誘惑の延長線上、君を囲う。
コーヒーショップを出て直ぐに、日下部君から会社用のスマホに着信があった。

『お前、戻るのが遅くないか?』

「はぁ?ちゃんと仕事してましたから!今、戻るところです!」

イライラ気味の日下部君は私に対する態度が悪かった。伊能さんも失った私は一人きり。全部、リセットして新しい扉を開こう。

仕事が終わってから私は美容院に行き、髪をバッサリと切った。高校時代の髪型にした。ショートボブ。久しぶりの軽さに心も軽くなる。

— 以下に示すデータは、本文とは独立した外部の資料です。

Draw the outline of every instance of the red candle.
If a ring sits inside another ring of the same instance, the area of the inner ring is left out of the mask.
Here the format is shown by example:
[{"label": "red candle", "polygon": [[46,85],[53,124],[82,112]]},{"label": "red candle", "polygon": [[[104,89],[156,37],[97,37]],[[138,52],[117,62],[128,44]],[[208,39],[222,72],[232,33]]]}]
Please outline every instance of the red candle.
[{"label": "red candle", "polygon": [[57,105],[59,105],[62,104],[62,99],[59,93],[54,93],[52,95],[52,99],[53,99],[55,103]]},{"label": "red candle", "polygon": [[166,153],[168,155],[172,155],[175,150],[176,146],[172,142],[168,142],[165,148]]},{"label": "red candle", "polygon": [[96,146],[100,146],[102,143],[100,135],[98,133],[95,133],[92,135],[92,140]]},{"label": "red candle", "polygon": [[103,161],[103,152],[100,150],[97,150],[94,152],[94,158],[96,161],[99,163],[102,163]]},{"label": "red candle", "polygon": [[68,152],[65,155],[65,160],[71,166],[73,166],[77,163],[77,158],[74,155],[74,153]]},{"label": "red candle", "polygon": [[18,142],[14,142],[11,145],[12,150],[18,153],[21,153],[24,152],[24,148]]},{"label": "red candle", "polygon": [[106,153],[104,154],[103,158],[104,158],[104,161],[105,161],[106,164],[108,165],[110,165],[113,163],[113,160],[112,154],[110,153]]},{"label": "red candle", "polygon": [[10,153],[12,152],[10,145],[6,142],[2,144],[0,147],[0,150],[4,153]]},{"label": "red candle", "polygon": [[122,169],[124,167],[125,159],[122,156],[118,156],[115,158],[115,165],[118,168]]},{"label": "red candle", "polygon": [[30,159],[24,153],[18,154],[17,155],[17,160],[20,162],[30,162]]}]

帰りも一緒に帰ろうと日下部君に誘われたが、用事があるからと言って振り切った。先に帰った日下部君は私の髪型に驚くだろう。興味本位でロングにしてみただけで、私にはこのスタイルが一番楽。

覚悟は決まった。日下部君との事を今日で終わりにする。もう、うじうじ悩むのも泣くのも疲れた。

「ただいま」

「おかえ、……髪、切ったのか?似合ってたのに」

帰宅したら、日下部君が出迎えた。案の定、驚いた日下部君は目を丸くしている。

「邪魔だったから」玄関先でヒールを脱ぎ捨て、 私は日下部君をすり抜けてリビングへと歩く。後ろから着いてくる日下部君に背を向けたまま、「私はここを出て行く。近い内に引越しするから……」と小さな声で言った。

日下部君は「人の気も知らないで……」と呟く。

その言葉を、そのままお返ししたい。